The Conference also welcomed the news that Hexicon’s 32 MW TwinHub Floating Offshore Wind Project in Cornwall had been successful in Round 4 of the Government’s Contracts for Difference (CfD). Hexicon secured a CfD at a strike price of GBP 87.30/MWh.
Professor Deborah Greaves, director of the ORE Supergen Hub and Professor at the University of Plymouth, said: “The Supergen ORE Hub is particularly proud of supporting Early Career Researchers presenting their research at the PRIMaRE conference. It is essential to encourage the next generation to continue on the success of offshore renewable energy developments, preparing the next generation of technology leaders. The Government Net Zero target requires all the skill sets and the PRIMaRE conference enabled the knowledge exchange which is essential to drive forward the offshore renewable energy industry.”
Prof Johanning said: “Innovation is key to unlocking the full potential of floating offshore wind in the South West and globally. The Marine-i programme is proud to support innovative marine tech businesses in Cornwall, accelerating the commercialisation of their ideas.
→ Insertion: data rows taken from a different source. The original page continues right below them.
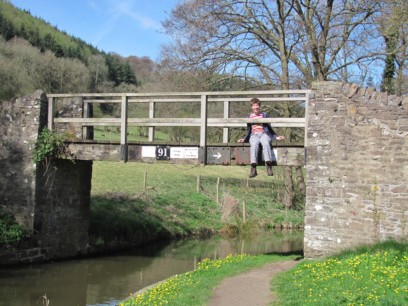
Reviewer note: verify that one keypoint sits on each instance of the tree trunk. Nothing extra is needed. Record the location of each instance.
(289, 196)
(300, 179)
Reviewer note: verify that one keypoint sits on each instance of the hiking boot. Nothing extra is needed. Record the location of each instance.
(269, 171)
(253, 172)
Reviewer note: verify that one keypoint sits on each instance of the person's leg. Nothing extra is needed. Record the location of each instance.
(254, 142)
(254, 149)
(266, 147)
(267, 152)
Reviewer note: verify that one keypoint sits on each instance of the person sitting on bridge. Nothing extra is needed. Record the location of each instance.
(260, 133)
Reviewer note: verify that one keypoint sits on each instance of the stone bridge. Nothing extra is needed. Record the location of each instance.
(355, 158)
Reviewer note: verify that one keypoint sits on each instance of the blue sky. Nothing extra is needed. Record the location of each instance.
(126, 27)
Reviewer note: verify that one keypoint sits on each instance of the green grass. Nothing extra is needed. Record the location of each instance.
(162, 199)
(195, 288)
(374, 275)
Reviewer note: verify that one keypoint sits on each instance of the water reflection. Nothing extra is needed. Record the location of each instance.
(107, 280)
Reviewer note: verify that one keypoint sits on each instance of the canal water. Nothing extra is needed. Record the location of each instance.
(109, 279)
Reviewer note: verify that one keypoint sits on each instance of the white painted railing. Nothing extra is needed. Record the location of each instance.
(203, 98)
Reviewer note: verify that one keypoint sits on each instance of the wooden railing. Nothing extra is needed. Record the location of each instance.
(203, 121)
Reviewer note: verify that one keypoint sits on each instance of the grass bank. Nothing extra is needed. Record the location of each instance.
(196, 287)
(136, 201)
(374, 275)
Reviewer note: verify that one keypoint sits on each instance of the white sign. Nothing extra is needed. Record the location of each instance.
(188, 152)
(148, 151)
(275, 155)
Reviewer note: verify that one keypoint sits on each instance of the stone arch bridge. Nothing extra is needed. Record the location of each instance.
(354, 153)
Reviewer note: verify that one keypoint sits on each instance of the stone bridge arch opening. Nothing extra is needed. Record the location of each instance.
(356, 165)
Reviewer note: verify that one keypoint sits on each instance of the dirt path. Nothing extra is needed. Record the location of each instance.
(250, 288)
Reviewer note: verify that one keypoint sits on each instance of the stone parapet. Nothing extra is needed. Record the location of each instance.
(357, 168)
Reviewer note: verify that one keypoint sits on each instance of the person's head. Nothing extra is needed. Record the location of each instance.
(255, 105)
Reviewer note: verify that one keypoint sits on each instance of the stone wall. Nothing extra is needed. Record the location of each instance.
(51, 202)
(357, 168)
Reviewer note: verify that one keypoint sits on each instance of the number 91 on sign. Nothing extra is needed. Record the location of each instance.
(162, 152)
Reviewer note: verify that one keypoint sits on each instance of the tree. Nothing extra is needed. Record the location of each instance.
(267, 40)
(98, 71)
(393, 26)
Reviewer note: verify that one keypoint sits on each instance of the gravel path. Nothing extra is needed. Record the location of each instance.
(250, 288)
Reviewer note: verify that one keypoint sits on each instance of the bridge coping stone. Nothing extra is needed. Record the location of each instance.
(356, 168)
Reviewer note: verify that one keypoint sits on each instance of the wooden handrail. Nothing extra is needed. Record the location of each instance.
(203, 121)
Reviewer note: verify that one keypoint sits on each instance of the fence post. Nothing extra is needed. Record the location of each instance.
(218, 190)
(151, 116)
(123, 128)
(51, 113)
(203, 129)
(198, 183)
(225, 134)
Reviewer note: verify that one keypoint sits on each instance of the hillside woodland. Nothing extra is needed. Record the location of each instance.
(221, 45)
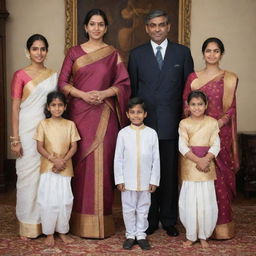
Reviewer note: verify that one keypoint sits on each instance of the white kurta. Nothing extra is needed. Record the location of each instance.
(137, 161)
(198, 208)
(136, 165)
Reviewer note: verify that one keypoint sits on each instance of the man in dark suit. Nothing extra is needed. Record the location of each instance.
(158, 75)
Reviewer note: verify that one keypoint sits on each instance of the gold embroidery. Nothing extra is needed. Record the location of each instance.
(31, 85)
(230, 82)
(92, 57)
(101, 130)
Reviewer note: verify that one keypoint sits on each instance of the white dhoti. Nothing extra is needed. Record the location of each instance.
(55, 200)
(135, 206)
(198, 209)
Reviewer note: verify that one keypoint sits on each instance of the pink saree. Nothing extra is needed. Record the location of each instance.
(221, 105)
(98, 126)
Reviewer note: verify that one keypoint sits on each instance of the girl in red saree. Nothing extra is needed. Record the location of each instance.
(220, 87)
(97, 84)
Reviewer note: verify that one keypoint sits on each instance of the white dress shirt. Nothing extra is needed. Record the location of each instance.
(163, 45)
(137, 161)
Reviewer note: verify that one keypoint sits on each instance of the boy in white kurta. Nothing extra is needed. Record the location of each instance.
(137, 173)
(199, 144)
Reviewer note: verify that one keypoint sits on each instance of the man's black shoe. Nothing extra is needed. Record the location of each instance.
(144, 244)
(150, 230)
(171, 231)
(128, 244)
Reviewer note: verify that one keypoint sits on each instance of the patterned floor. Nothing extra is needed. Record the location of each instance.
(243, 244)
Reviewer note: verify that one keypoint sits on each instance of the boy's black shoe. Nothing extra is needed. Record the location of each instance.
(171, 231)
(128, 244)
(143, 244)
(151, 230)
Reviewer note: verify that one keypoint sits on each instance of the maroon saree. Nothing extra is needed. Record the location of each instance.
(221, 105)
(98, 126)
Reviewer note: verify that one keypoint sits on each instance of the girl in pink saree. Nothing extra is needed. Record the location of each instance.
(30, 86)
(97, 84)
(220, 87)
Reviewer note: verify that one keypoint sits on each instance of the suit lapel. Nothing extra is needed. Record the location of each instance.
(168, 58)
(151, 58)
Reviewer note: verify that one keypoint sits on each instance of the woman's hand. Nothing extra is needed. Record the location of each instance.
(17, 150)
(121, 187)
(152, 188)
(93, 97)
(220, 123)
(59, 164)
(203, 164)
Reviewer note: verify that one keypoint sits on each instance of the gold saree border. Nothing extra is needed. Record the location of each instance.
(224, 231)
(30, 230)
(101, 130)
(98, 185)
(86, 225)
(230, 83)
(31, 85)
(92, 57)
(195, 85)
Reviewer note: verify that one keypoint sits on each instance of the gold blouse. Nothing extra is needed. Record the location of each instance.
(57, 135)
(196, 133)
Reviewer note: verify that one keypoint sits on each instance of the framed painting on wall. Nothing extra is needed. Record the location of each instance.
(126, 21)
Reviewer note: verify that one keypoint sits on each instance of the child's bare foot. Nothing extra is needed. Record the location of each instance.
(204, 243)
(187, 243)
(66, 239)
(49, 240)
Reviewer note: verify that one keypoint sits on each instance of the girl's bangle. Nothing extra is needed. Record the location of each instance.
(15, 143)
(13, 138)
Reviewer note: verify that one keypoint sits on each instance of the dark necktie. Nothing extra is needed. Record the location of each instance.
(159, 57)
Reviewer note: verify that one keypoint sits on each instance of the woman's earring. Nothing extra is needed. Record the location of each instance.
(27, 54)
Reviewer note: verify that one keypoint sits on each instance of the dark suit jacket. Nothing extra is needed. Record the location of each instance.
(161, 89)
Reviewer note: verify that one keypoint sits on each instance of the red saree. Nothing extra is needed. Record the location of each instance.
(98, 126)
(221, 105)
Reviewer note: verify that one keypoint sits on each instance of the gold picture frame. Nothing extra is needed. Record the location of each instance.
(71, 23)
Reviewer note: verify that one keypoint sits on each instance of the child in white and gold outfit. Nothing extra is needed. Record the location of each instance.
(199, 144)
(56, 142)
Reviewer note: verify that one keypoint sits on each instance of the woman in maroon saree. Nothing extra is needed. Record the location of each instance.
(97, 84)
(220, 87)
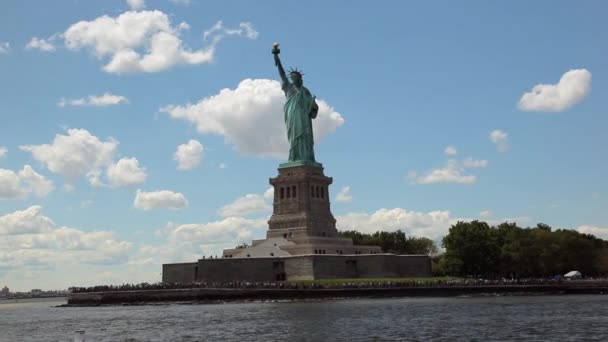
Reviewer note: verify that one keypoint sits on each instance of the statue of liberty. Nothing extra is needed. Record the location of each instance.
(300, 108)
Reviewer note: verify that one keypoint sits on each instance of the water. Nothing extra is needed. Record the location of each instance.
(519, 318)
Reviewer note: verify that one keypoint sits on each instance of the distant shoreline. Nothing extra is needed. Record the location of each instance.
(210, 295)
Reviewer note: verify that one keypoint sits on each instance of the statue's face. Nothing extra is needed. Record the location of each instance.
(297, 80)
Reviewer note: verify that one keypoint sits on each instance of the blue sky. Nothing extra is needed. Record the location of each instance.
(141, 132)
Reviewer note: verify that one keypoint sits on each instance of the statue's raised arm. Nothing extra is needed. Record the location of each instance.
(277, 62)
(300, 108)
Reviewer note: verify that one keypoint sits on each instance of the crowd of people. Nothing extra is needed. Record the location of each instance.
(314, 285)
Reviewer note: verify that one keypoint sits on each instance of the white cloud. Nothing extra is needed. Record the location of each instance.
(4, 47)
(244, 205)
(218, 31)
(161, 199)
(41, 44)
(136, 4)
(143, 41)
(126, 172)
(189, 155)
(344, 195)
(600, 232)
(251, 117)
(433, 224)
(74, 155)
(572, 87)
(23, 183)
(470, 162)
(452, 172)
(30, 239)
(450, 151)
(106, 99)
(181, 2)
(28, 221)
(501, 139)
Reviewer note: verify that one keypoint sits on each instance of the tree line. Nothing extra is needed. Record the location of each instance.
(393, 242)
(476, 249)
(507, 250)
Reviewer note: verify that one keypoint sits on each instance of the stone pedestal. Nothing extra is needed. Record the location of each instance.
(301, 204)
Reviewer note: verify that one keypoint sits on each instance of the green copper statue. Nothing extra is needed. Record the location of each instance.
(300, 108)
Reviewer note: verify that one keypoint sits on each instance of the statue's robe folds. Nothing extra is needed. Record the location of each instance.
(299, 109)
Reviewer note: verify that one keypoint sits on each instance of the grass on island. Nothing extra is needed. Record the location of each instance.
(373, 280)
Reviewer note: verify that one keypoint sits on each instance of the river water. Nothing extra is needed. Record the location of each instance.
(509, 318)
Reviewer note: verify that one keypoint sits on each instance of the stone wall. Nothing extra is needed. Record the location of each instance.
(304, 267)
(179, 273)
(239, 269)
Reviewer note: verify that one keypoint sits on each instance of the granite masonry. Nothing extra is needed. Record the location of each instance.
(301, 243)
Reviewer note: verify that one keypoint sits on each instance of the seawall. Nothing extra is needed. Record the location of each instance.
(229, 294)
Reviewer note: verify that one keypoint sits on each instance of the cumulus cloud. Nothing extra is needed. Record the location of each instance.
(161, 199)
(4, 47)
(74, 155)
(484, 214)
(344, 195)
(450, 151)
(470, 162)
(451, 172)
(244, 205)
(218, 31)
(106, 99)
(143, 41)
(23, 183)
(126, 172)
(250, 117)
(45, 45)
(433, 224)
(189, 155)
(501, 139)
(136, 4)
(600, 232)
(572, 87)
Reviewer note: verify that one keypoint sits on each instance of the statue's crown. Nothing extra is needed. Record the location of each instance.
(293, 71)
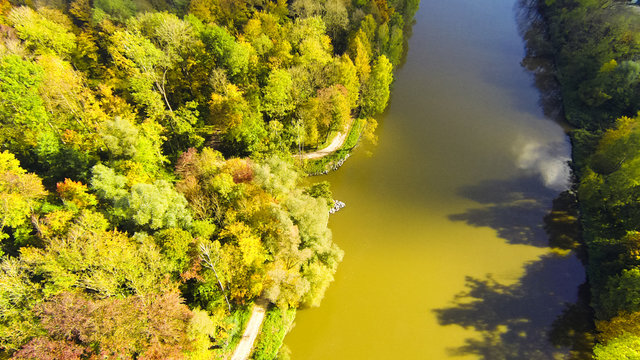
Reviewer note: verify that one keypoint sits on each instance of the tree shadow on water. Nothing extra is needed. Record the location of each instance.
(514, 208)
(546, 314)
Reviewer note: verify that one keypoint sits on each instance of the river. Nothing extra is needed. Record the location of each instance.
(446, 254)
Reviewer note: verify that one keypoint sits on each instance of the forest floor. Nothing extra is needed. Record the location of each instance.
(243, 350)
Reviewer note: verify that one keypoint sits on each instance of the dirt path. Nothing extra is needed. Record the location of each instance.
(335, 145)
(243, 350)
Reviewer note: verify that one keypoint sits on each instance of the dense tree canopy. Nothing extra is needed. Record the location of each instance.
(147, 190)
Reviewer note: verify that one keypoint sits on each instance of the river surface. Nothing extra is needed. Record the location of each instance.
(446, 255)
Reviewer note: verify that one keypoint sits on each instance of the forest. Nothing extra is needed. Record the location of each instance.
(596, 47)
(149, 192)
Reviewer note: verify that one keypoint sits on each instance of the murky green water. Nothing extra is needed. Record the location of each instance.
(451, 202)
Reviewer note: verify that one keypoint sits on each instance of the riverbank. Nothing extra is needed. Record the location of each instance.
(594, 46)
(331, 158)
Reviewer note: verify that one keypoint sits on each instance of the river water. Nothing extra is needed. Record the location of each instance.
(446, 254)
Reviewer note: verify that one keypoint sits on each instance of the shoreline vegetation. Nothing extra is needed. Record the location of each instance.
(595, 45)
(149, 192)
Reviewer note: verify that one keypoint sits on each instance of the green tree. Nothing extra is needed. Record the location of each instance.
(375, 94)
(40, 34)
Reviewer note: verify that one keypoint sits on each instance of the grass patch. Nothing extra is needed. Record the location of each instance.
(354, 134)
(275, 326)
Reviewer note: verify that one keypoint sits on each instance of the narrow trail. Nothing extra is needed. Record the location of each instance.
(243, 350)
(335, 145)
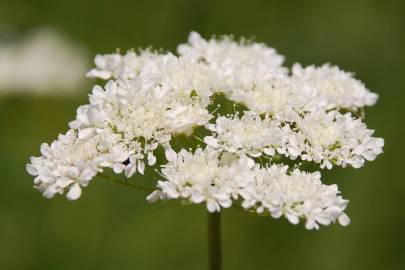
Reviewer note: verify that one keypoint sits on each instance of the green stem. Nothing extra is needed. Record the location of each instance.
(125, 183)
(214, 241)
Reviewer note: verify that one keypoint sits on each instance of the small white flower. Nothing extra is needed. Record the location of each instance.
(152, 97)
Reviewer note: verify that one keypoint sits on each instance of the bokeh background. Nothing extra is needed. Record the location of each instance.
(113, 227)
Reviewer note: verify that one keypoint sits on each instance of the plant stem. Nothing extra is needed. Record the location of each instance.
(214, 241)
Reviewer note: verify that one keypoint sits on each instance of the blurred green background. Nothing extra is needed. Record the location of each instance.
(113, 227)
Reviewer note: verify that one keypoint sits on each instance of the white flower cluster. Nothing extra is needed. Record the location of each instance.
(219, 179)
(307, 115)
(42, 62)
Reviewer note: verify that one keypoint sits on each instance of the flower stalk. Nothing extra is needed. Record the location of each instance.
(214, 241)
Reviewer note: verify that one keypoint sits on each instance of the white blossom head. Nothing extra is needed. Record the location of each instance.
(255, 128)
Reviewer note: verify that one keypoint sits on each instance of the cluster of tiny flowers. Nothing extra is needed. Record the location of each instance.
(304, 115)
(42, 62)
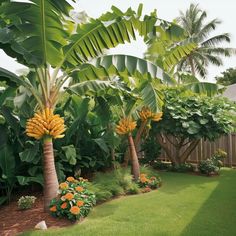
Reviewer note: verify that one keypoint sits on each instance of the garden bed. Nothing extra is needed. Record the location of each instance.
(13, 221)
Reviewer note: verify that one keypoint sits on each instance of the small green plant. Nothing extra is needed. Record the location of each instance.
(152, 182)
(26, 202)
(183, 167)
(208, 167)
(162, 165)
(213, 164)
(133, 189)
(74, 200)
(218, 158)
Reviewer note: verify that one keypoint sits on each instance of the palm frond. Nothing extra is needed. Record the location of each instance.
(216, 40)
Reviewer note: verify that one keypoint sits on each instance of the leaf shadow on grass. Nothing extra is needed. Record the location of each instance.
(184, 180)
(218, 213)
(109, 210)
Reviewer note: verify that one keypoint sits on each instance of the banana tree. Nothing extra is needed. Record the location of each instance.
(41, 35)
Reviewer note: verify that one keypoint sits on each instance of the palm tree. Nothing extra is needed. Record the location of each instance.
(207, 51)
(42, 36)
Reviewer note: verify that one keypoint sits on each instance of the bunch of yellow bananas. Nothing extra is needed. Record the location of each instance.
(157, 116)
(45, 123)
(146, 114)
(125, 126)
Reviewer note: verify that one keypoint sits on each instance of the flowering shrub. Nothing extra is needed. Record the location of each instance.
(74, 199)
(26, 202)
(149, 183)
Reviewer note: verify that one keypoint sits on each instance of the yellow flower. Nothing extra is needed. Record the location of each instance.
(80, 203)
(70, 179)
(63, 185)
(69, 196)
(75, 210)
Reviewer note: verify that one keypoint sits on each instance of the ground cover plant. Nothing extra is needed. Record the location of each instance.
(194, 203)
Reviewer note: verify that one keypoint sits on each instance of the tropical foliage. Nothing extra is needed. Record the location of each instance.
(74, 200)
(42, 36)
(189, 117)
(208, 50)
(227, 77)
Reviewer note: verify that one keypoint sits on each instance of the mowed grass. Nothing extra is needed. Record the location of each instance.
(184, 205)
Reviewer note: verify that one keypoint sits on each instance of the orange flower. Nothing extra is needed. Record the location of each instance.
(64, 205)
(69, 196)
(79, 189)
(143, 179)
(63, 185)
(80, 203)
(70, 179)
(75, 210)
(142, 175)
(53, 208)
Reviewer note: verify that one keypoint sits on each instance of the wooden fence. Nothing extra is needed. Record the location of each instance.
(206, 149)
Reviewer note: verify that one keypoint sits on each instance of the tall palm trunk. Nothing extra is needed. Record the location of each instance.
(135, 171)
(50, 175)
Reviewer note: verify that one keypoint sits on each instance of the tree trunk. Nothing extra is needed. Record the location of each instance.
(135, 171)
(192, 66)
(189, 150)
(137, 142)
(50, 176)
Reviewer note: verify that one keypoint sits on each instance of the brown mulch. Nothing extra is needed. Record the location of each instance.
(14, 221)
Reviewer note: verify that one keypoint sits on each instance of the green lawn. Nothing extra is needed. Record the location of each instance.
(184, 205)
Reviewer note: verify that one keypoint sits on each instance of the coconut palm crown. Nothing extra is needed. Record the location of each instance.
(208, 50)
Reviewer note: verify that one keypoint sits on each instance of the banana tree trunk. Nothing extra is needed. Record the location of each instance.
(137, 143)
(135, 170)
(50, 175)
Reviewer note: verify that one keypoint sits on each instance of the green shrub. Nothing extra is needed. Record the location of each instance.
(74, 200)
(26, 202)
(149, 182)
(133, 188)
(119, 182)
(207, 167)
(162, 165)
(213, 164)
(183, 167)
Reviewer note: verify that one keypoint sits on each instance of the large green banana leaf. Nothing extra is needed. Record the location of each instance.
(40, 35)
(122, 66)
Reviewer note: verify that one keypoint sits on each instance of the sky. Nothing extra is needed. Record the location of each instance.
(166, 9)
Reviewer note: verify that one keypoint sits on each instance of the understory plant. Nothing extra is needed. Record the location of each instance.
(212, 165)
(74, 200)
(26, 202)
(149, 182)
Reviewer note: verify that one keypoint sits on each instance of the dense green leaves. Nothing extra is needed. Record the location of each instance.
(208, 50)
(192, 116)
(39, 33)
(119, 65)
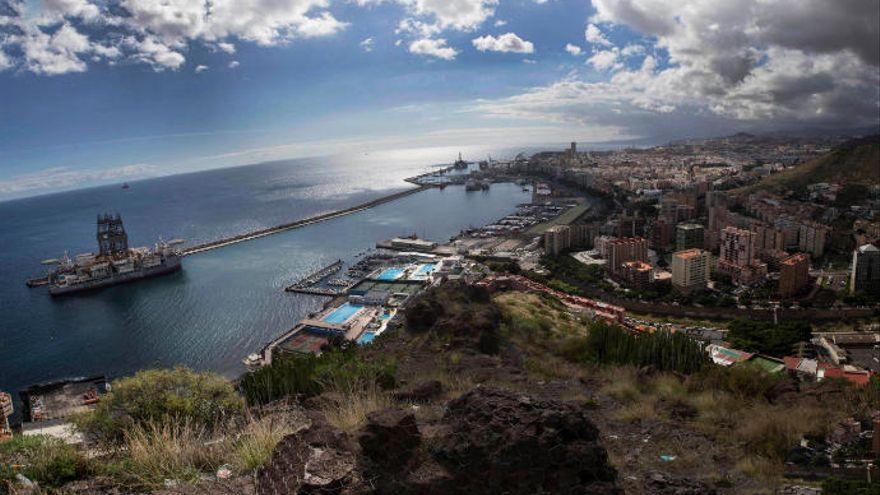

Meanwhile, PRIMaRE will be an important wide network of academic institutions addressing the challenges faced by the marine renewable energy sector. The challenges are immense but it is inspiring to see the ingenuity and innovation that is emerging, as businesses and academia rise to the challenge and find pioneering solutions.”
The Conference also thanked ORE Supergen for sponsoring the Best Presentation prize and congratulated Dr Jun Zang of the University of Bath, who will be taking over leadership of the PRIMaRE Conference for 2023.